| Konu: | Bazı Alacakların Yeniden Yapılandırılmasına İlişkin Kanun Teklifi münasebetiyle |
| Yasama Yılı: | 1 |
| Birleşim: | 122 |
| Tarih: | 03.08.2016 |
ÇETİN OSMAN BUDAK (Antalya) - Sayın Başkan, değerli milletvekilleri; 409 sıra sayılı Kanun Teklifi'nin 4'üncü maddesiyle ilgili önergemiz üzerine söz almış bulunuyorum.
Konuşmamın başında bir kere daha 15 Temmuz kanlı darbe girişimini lanetliyor, darbeye geçit vermeyen milletimizi, milletvekillerimizi, yaşamını yitiren yurttaşlarımızı saygıyla anıyorum.
Türkiye büyük bir badire atlattı. Umarım ülkemiz bir daha böyle olumsuzluklarla karşı karşıya kalmaz. Bu tür olaylar kişisel kefaletle çözülecek olaylar değildir; bu tür olaylar laikliğe, hukuka, demokrasiye, akla, bilime yönelmekle olur. Eğer olmazsa önümüzdeki dönemde de yine aynı kabuslarla karşı karşıya kalma riskimiz var. Ve burada şunu bir kere daha ifade edeyim: Bundan ders almamız gereken bir durum olduğunu, özellikle de AKP'nin bu durumdan ders alması gerektiğini ifade etmek istiyorum.

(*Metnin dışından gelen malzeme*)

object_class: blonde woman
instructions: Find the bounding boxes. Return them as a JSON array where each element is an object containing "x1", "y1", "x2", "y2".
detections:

Değerli arkadaşlar, bu darbe girişiminin aslında bizim önümüzü de biraz açmış olması temennisindeyim. Demokratikleşme adına, hukukun üstünlüğü adına, adalet anlamında önümüzü açmıştır umarım ve buradan toplumsal bir mutabakatın, toplumsal bir uzlaşmanın çıkmasını da temenni ediyorum.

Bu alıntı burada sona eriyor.